12 de agosto de 2007

Con gozo y alegría, en nombre de nuestra Iglesia Particular que peregrina en el Sur de Sinaloa, en Mazatlán, nos encontramos hoy en esta emblemática y entrañable casa solariega de María, y nos sentimos confortados e iluminados por Ella, pues como dice el Documento de Aparecida: "con ella, providencialmente unida a la plenitud de los tiempos llega a cumplimiento la esperanza de los pobres y el deseo de salvación, concibiendo, educando y acompañando a su hijo hasta su sacrificio definitivo.

Desde la cruz Jesucristo confió a sus discípulos, representados por Juan, el don de la maternidad de María, que brota directamente de la hora pascual de Cristo: "y desde aquel momento el discípulo la recibió como suya" (Jn. 19, 27). Perseverando junto a los Apóstoles a la espera del Espíritu, cooperó con el nacimiento de la Iglesia misionera, imprimiéndole un sello mariano que la identifica honradamente, como Madre de tantos, fortalece los vínculos fraternos entre todos, alienta a la reconciliación y el perdón, y ayuda a que los discípulos de Jesucristo se experimenten una familia, la familia de Dios".

Desde lo más profundo de nuestro ser le agradecemos a nuestro Padre Dios el don de María, Madre Tierna y Cariñosa, Discípula perfecta de Jesucristo, Inspiración sugerente del Evangelio, Consoladora de nuestras penas e intercesora de nuestras necesidades.

Santa María de Guadalupe, nos exhorta a ser como ella, una auténtica creyente, mujer de profunda fe, que como Abraham fue obediente a la Palabra y la voluntad de Dios, tener fe no es sólo nombramos cristianos católicos, sino vivir la vida en el plan de Dios, esforzándonos por ser veraces, justos, responsables, trabajadores, respetuosos de la dignidad humana de los demás y preocupados por ser generosos y caritativos. Tener fe es ser comprometidos, tener fe es dar nuestro personal aporte para construir familias unidas, centros de trabajo eficientes y una sociedad armónica. La fe no es sólo sentimiento es donación y entrega.

Nuestra Señora en su vida terrena se condujo con una decidida fe, llena de buenas obras "unas bolsas que no se destruyen y acumuló en el cielo una riqueza que no se acaba, allá donde no llega el ladrón, ni carcome la polilla", porque Dios era su tesoro supremo.

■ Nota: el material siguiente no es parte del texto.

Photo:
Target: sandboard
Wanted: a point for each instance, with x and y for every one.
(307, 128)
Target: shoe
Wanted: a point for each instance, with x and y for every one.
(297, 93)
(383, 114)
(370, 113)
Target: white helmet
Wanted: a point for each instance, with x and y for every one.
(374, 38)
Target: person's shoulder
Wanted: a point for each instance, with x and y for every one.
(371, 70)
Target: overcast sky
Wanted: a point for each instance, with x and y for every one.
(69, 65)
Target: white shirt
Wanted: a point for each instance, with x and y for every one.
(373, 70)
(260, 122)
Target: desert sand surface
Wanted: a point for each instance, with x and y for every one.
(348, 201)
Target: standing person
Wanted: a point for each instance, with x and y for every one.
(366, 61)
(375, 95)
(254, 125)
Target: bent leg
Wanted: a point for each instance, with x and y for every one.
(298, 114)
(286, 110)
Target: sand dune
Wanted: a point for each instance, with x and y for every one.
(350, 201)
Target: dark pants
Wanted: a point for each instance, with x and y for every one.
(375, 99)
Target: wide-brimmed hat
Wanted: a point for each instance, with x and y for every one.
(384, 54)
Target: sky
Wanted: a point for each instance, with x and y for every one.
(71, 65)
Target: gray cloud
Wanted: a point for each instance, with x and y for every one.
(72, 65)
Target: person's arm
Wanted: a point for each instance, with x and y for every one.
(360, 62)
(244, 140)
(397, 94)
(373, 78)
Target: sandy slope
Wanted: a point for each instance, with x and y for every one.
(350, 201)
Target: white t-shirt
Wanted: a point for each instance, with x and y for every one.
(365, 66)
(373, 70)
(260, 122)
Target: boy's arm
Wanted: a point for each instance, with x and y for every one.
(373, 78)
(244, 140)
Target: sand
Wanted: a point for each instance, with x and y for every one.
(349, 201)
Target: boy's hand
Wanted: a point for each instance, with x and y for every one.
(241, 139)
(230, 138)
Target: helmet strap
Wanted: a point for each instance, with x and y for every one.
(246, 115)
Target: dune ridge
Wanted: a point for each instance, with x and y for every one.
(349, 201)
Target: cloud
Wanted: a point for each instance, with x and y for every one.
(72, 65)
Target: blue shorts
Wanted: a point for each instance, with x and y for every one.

Que nosotros también inspirándonos en ella que no pongamos nuestro corazón e interés en los bienes transitorios y el dinero, bienes inconsistentes y vulnerables, sino que nuestra principal preocupación sea cultivar una gran comunión e intimidad con Dios Padre, Hijo y Espíritu Santo. Dios es nuestro origen y debe ser nuestro término, y nuestra existencia será acertada si Él es la primacía de nuestro amor, nuestro tesoro.

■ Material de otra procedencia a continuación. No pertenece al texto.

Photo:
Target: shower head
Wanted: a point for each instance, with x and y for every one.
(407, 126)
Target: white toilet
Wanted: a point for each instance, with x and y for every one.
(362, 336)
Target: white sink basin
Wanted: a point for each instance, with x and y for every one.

Si Dios tiene este primer lugar, la relación con Él necesariamente nos impulsará a vivir la caridad y la fraternidad con nuestros semejantes y seremos como María que ama a Dios sobre todas las cosas y ama y sirve universalmente a todos los hombres y mujeres.
Ella toda su vida creció en profundizar su intimidad con Dios, fue siempre dócil a las invitaciones del Señor, siempre se condujo ante la voluntad divina con el "Hágase en mi según tu palabra" y fue hasta el último de sus días terrenos una persona fraterna, servicial, y acompañó con solicitud la Iglesia naciente, fue hija exquisita del Padre y hermana de todos los semejantes. Que también nosotros seamos esmerados hijos de Dios y hermanos entre nosotros

Queridos hermanos y hermanas, que cumplamos nuestra misión en este mundo, que hagamos una buena administración, y que estemos siempre atentos, listos, con la túnica puesta y las lámparas encendidas, cuidando no cansamos, no desfallecer en nuestro seguimiento de Cristo, evitando caer en el mal y el pecado. No exponernos, sino suplicar al Señor que perseveremos en el bien y nos esforcemos por ello, y si por desgracia caemos levantamos con la ayuda misericordiosa de Dios y proseguir con ánimo tras las huellas de Cristo que es el Camino, la Verdad y la Vida. Así cumpliremos nuestro llamado, gozaremos el bien, ofreceremos a los demás lo que somos y tenemos, nos realizaremos y nos disponemos al encuentro definitivo con el Padre.

Que Santa María de Guadalupe ruegue al Señor para que todos nosotros vivamos más y más el Evangelio, y para que así nuestra tierra sinaloense sea el inicio de la Tierra Nueva y de los Cielos nuevos. Que Dios Nuestro Señor bendiga abundantemente a nuestra Diócesis de Mazatlán, y que nuestro próximo Año Jubilar sea ocasión de mayor evangelización a fin de celebrar dignamente los cincuenta años de nuestra vida diocesana.


¡SANTA MARÍA DE GUADALUPE, REINA y PATRONA DE MÉXICO,
SALVA NUESTRA PATRIA Y CONSERVA NUESTRA FE!

Que así sea.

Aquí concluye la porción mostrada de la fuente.